What is clear from the video is that compared to humans, the Autopilot is far more comprehensive in what it sees and hears, and it’s relentlessly attentive. After a few minutes, did you find yourself checking out the monuments and architecture of the historic city? We also have a proclivity toward something called DWAM (driving without attention mode), during which “the driver performs in a state in which he has no active attention for the driving task and performs on ‘autopilot’,” according to the European Commission—Mobility and Transport. That’s a very different kind of autopilot.
WHAT A HUMAN SEES
For a different perspective of the new Tesla Autopilot 9.0, several videos have been posted by Jasper Nuyens’s including this interior/exterior view of a Tesla running the latest version of the Autopilot software. Shot on a highway in the Netherlands, this clip shows the lane-changing options on Autopilot. There are several of these clips by Nuyens on YouTube, and although the video quality on this one isn’t stellar, he does explain more about the system and how it reacts to his commands along with its own autonomous systems.

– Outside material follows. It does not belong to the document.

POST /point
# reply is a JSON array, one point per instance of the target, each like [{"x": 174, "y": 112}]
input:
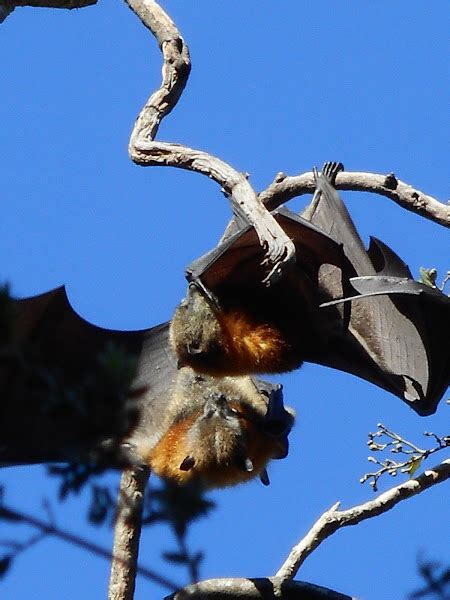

Video: YouTube Jasper Nuyens
The Tesla and numerous other cars are at various stages, but many are close or actually have achieved level-5 full autonomous driving stage. But none are ready yet for commercial distribution.
Image: National Highway Traffic Safety Administraton
The next dimensions to be tackled are systems that will allow autonomous cars to communicate information to other autonomous vehicles in the vicinity to protect all from each other, and the changes in roadway design to help maximize these kinds of vehicles.